Introduction to Clinical Natural Language Processing: Predicting Hospital Readmission with Discharge Summaries

Abstract: Clinical notes from physicians and nurses contain a vast wealth of knowledge and insight that can be utilized for predictive models to improve patient care and hospital workflow. In this workshop, we will introduce a few Natural Language Processing techniques for building a machine learning model in Python with clinical notes. As an example, we will focus on predicting unplanned hospital readmission with discharge summaries using the MIMIC III data set. After completing this tutorial, the audience will know how to prepare data for a machine learning project, preprocess unstructured notes using a bag-of-words approach, build a simple predictive model, assess the quality of the model and strategize how to improve the model. Note to the audience: the MIMIC III data set requires requesting access in advance, so please request access as early as possible.

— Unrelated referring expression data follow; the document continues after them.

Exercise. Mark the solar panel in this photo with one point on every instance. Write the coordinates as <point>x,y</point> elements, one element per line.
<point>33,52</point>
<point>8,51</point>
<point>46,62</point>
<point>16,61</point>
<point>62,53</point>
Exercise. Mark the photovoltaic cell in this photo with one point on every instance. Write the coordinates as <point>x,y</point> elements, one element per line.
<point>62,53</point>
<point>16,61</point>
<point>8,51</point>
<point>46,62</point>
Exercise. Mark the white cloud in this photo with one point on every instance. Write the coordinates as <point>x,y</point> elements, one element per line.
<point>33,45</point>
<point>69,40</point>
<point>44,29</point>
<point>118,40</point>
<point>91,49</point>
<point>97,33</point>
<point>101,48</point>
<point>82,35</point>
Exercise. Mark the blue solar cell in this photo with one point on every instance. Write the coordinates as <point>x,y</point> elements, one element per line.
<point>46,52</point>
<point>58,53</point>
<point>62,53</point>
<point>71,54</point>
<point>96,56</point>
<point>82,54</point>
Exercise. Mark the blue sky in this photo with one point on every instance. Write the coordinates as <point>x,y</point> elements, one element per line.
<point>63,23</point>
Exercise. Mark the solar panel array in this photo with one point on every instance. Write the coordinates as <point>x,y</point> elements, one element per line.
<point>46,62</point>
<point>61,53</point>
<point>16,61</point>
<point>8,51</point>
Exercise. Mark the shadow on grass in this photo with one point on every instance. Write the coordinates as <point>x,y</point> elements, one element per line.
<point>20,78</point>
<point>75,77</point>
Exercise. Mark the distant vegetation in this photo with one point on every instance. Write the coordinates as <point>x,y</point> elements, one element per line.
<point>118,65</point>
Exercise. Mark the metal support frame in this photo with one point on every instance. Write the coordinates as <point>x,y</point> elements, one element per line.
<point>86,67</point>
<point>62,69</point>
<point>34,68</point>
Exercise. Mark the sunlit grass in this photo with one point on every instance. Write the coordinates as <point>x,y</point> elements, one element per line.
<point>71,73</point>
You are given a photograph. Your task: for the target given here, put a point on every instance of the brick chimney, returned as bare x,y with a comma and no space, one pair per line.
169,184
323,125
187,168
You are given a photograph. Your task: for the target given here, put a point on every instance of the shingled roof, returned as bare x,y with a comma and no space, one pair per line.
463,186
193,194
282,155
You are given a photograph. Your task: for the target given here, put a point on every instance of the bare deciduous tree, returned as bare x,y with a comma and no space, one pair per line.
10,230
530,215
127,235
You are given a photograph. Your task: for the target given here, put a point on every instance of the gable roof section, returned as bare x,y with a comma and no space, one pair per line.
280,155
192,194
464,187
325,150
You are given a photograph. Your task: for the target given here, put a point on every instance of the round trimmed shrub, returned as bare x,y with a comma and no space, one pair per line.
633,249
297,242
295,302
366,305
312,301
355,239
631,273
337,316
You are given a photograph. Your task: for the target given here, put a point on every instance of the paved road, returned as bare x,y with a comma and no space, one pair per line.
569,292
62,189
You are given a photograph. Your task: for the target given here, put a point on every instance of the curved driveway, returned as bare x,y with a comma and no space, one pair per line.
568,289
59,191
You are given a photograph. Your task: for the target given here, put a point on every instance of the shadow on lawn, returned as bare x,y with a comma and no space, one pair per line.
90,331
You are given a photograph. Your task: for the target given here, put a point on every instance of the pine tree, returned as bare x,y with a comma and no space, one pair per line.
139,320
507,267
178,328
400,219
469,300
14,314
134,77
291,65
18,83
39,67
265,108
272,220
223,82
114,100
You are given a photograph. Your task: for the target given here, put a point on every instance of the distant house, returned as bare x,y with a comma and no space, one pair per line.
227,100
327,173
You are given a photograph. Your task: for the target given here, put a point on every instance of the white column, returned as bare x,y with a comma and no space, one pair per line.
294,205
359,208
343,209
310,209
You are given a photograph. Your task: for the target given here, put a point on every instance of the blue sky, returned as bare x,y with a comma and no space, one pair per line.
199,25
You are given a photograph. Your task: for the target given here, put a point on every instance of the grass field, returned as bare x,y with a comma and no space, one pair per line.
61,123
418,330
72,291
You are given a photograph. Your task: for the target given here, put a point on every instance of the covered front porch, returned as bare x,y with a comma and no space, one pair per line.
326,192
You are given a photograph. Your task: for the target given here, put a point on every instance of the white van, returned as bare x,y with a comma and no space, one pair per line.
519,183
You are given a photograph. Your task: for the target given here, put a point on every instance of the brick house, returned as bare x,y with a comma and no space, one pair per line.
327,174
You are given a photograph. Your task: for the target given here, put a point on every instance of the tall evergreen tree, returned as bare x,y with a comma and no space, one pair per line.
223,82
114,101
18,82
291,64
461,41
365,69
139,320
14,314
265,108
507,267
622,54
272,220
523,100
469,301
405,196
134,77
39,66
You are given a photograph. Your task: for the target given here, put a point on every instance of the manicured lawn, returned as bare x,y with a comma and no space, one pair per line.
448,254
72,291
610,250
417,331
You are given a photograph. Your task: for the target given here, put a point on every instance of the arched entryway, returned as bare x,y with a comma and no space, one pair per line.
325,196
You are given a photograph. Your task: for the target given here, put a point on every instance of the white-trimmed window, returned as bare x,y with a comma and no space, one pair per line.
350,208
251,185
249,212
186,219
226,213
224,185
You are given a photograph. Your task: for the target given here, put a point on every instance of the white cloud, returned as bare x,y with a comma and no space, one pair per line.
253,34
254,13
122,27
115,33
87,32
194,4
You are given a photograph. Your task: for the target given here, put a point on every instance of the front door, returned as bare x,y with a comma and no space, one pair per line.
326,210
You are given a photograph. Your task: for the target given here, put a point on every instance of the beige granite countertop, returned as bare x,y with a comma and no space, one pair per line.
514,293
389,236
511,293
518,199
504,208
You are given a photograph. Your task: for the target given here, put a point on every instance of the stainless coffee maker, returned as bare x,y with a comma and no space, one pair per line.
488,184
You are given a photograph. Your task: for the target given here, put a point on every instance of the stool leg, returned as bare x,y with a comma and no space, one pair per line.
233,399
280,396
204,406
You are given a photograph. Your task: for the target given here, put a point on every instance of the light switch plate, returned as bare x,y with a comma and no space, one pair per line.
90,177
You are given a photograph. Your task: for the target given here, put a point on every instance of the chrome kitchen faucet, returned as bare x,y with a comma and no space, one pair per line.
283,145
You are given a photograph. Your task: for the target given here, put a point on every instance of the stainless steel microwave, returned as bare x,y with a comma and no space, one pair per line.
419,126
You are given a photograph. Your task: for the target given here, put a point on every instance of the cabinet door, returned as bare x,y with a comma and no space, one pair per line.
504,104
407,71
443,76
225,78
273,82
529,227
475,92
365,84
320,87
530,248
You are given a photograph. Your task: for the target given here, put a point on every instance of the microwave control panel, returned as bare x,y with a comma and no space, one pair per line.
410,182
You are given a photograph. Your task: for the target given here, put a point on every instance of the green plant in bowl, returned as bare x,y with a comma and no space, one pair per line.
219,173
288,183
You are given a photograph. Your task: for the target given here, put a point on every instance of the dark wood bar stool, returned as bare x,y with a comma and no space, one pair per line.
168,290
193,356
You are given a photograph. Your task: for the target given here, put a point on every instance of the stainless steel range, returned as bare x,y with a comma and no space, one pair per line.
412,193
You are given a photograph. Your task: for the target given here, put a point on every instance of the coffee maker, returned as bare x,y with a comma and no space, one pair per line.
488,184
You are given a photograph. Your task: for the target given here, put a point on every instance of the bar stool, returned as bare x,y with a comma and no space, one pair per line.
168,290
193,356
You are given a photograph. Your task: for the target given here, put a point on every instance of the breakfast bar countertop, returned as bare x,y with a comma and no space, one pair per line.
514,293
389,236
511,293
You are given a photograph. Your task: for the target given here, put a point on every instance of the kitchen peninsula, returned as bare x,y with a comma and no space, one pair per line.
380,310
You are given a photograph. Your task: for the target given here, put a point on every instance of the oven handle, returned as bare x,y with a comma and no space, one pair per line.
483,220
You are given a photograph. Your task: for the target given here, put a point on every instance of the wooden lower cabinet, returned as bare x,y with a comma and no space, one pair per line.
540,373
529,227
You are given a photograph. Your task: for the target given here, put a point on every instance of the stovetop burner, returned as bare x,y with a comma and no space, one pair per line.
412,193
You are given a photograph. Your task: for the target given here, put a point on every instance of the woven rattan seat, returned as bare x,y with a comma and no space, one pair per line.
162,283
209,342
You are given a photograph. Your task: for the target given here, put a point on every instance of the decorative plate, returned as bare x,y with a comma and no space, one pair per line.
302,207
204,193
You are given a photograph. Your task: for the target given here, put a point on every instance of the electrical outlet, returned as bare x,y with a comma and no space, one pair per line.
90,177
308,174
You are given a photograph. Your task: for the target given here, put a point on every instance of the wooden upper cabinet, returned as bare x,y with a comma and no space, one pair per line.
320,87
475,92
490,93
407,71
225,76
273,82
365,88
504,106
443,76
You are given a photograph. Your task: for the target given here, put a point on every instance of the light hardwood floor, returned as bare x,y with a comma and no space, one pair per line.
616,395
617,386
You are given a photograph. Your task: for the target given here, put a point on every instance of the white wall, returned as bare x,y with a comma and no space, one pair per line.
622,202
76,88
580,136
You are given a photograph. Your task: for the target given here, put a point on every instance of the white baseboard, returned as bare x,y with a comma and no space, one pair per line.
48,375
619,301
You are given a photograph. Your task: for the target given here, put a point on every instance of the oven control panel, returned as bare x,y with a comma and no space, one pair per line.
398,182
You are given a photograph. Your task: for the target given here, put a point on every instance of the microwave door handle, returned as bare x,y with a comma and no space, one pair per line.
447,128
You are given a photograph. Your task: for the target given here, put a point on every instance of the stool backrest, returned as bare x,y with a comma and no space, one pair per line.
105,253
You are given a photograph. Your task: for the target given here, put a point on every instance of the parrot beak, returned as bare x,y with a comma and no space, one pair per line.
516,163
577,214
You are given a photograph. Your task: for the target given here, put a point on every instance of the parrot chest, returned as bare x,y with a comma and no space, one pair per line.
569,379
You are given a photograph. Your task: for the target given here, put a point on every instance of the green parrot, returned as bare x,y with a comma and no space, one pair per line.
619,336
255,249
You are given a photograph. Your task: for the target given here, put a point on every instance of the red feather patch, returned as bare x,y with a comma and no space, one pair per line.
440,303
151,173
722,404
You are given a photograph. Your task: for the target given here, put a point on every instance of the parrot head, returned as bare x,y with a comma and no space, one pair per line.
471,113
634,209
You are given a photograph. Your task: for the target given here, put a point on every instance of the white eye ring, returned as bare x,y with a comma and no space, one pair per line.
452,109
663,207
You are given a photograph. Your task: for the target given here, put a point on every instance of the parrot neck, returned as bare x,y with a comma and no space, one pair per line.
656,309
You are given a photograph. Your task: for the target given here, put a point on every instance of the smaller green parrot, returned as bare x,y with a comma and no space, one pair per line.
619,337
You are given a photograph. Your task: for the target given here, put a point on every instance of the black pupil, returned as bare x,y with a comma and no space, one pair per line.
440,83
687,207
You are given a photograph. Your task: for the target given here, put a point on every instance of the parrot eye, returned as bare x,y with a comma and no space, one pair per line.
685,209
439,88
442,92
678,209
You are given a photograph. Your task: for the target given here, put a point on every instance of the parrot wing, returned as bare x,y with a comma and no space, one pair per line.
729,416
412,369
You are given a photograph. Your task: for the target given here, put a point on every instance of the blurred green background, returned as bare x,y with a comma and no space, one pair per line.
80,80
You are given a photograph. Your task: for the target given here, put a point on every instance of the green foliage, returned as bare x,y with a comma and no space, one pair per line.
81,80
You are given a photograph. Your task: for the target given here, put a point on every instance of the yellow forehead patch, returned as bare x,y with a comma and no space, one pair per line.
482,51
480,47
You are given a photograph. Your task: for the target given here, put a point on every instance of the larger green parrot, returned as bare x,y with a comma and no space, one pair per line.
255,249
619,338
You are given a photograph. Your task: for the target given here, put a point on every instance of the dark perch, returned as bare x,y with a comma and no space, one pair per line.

Bio: Andrew Long is a Data Scientist at Fresenius Medical Care North America (FMCNA). Andrew holds a PhD in biomedical engineering from Johns Hopkins University and a Master’s degree in mechanical engineering from Northwestern University. Andrew joined FMCNA last year after participating in the Insight Health Data Fellows Program. At FMCNA, he is responsible for building predictive models using machine learning to improve the quality of life of every patient who receives dialysis from FMCNA. He is currently creating a model to predict which patients are at the highest risk of imminent hospitalization.